Thursday, January 29, 2009

"New Panasonic cameras come with facial recognition feature"

Another story from Japan Today, today:

Panasonic Corp said Wednesday that from February it will market four compact digital cameras capable of registering facial data in advance so that the cameras will automatically focus on specific people. With the function, users can take pictures of their relatives and friends in group photos more easily and can also input the names and ages of their children to record the process of their growth, the electronics giant said.

Read the whole story:
http://www.japantoday.com/category/technology/view/new-panasonic-cameras-come-with-facial-recognition-feature


Such technology might be useful not only for focusing on specific people being photographed in public but for filtering out other people whose privacy we don't want to infringe upon.

2 comments:

Anonymous said...

It's a compact camera with a small sensor and therefore a relatively large depth of field unless your subject is very close to the camera. For example, if I point and focus a compact camera to a person standing 2 meters away from me, everything from approximately 1 to 11 meters will be in focus. If I focus 3 meters away, everything from about 1.5 meters to infinity will be in focus. In what scenario will this camera actually help you focus and a normal camera fail? It's pretty much impossible to focus on a group of people and miss the focus on someone. Barring macrophotography, getting focus on a subject simply isn't an issue for compact cameras. So apart from the possibility to add metadata to the images, I fail to see the usefulness of this technology.

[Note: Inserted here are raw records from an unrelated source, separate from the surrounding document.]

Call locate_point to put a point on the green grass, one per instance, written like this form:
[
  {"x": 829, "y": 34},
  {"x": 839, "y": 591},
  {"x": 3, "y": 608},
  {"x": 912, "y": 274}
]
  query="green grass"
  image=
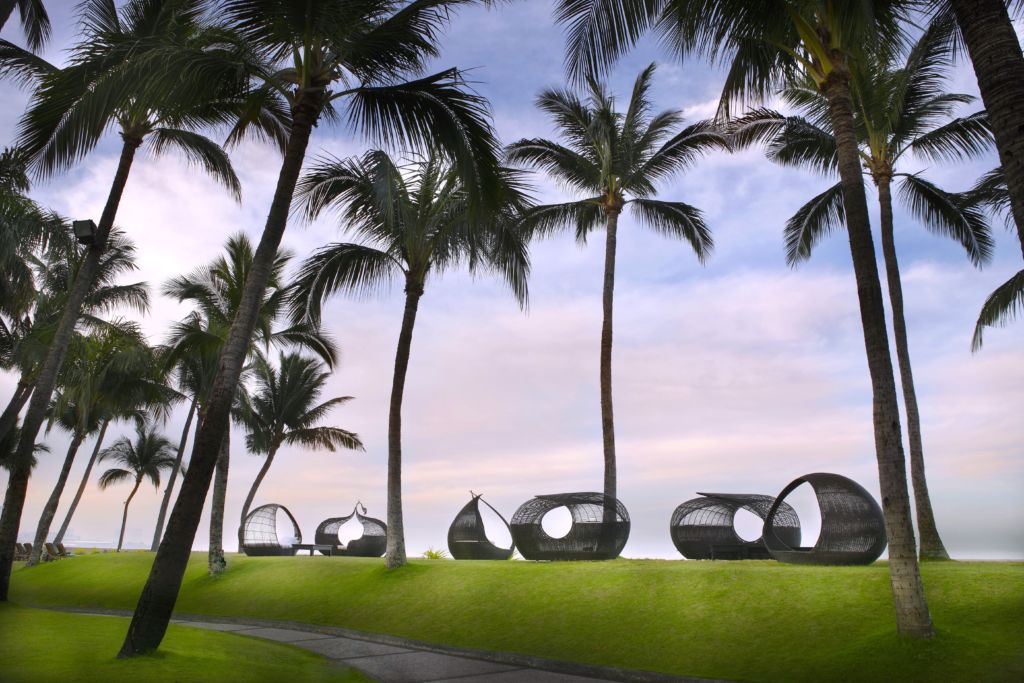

I don't see how the filtering you suggest would work. By automatically adding black bars over unrecognised people's faces in-camera? Technologically feasible but I just don't see any camera company rushing to add that feature to their products.

visual gonthros said...

I'm not endorsing the product (or any product on VAOJ for that matter), I am merely responding to the claims they make in their advertisement. I posit that if the camera allows you to focus in on a specific person, others in the frame would be out of focus and potentially "filtered out" of the shot. I realize that this might not necessarily be realistic; my comment is in the context of trying to photograph in public while at the same time protect people's privacy... which might not be so realistic either. Is my sarcasm not showing through? But I do appreciate the technological commentary and how it adds to the blog.